Red Sky is part hard-boiled crime novel, part siege novel, and part vampire novel. Along the way, it manages to take each of those tropes and completely knock them on their ass, delivering a fresh, exciting spin, and a lightening-paced read. If you want me to classify it in pop culture terms, think Breaking Bad and Reservoir Dogs meets Simon Clark’s Vampyrrhic with the claustrophobic elements of Alien 3. Yeah. You know you want it.
I suspect that it might be a right of passage for writers of the Sixth Wave to have to try their hands at a zombie novel. I also suspect that this is probably my fault. Scavengers is Nate Southard’s zombie novel, and it is an excellent one. Based on his out-of-print graphic novel, A Trip to Rundberg, Scavengers is everything that’s right about the zombie genre — a solid, plot-driven tale with superb human characterization. It doesn’t try to do something “new and daring”. There are no telepathic zombies or zombie mosquitoes or zombies fighting Bigfoots. Instead, there’s a competent, well-written zombie novel that is instantly familiar and yet still entertains in spades.

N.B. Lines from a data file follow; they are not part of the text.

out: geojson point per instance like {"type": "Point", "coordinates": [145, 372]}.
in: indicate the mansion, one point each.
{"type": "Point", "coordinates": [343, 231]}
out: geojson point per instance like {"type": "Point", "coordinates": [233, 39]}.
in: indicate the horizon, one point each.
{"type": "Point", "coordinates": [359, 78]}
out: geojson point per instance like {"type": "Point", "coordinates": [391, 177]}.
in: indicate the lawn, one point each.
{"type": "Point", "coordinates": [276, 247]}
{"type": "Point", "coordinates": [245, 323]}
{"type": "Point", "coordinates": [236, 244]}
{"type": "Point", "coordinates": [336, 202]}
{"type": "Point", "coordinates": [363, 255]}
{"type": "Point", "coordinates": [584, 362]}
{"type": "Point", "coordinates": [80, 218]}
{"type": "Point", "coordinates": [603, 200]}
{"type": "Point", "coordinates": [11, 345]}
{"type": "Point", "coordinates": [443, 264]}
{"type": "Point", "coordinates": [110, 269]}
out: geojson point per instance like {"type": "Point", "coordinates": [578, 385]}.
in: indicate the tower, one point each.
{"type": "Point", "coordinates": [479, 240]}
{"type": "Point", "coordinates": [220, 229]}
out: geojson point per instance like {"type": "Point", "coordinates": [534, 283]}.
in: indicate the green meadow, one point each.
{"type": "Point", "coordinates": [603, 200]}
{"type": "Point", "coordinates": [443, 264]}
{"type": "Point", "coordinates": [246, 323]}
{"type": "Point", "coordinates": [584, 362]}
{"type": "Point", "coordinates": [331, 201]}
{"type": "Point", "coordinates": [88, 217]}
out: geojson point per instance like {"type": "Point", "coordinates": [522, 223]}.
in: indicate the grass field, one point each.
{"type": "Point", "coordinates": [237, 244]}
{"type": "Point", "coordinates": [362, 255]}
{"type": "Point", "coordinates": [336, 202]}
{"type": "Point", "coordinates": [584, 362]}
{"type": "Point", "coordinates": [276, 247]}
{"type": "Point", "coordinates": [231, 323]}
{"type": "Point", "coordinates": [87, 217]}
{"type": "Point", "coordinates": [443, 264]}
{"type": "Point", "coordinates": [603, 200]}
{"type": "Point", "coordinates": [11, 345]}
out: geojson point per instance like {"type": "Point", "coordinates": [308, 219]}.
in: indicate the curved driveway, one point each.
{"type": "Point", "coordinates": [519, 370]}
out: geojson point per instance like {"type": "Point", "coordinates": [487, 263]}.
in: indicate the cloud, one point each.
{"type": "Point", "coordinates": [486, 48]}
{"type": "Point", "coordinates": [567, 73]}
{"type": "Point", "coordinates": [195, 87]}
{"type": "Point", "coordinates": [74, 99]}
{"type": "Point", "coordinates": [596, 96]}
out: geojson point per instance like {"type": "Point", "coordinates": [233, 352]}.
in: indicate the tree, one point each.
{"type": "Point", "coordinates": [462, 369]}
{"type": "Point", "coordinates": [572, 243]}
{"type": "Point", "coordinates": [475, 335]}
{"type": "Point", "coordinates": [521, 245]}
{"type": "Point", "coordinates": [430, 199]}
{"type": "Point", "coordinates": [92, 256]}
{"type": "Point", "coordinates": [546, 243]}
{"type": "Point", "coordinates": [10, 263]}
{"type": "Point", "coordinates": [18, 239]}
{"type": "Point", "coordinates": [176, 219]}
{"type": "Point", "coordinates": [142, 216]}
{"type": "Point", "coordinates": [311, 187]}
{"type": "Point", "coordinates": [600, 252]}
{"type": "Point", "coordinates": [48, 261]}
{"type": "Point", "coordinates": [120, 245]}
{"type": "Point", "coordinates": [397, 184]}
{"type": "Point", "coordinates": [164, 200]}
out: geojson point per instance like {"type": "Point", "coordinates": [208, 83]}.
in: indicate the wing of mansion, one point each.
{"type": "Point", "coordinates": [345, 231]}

Something Went Wrong is Nate’s first short story collection. Previously only available as an expensive limited edition hardcover, it is now available as an affordable Kindle edition. In addition to Just Like Hell (mentioned above) this another excellent introductory books for those new to Nate’s work. The breadth and variety of these stories is stunning, especially given that they are the work of a writer still relatively new in his career. Horrific, engaging, and crackling with one awesome idea after another, everything is right with Something Went Wrong. Recommended!
A confession – I haven’t read this one yet, although it’s next on my pile (after I finish Warren Ellis’s Gun Machine). Here’s the plot summary: In 1992, The Frequency Brothers board a plane following a sold out concert in Austin, Texas. The plan is to fly to New York to shoot their next video. But then their plane goes down. Injured and stranded in a seemingly endless forest, The Frequency Brothers now find themselves fighting for survival. Everywhere they look, they see signs that they are not alone, that something waits in the darkness. They can hear it, and it sounds angry. There’s something else out there, though. Something much worse. And it wants to drag them Down.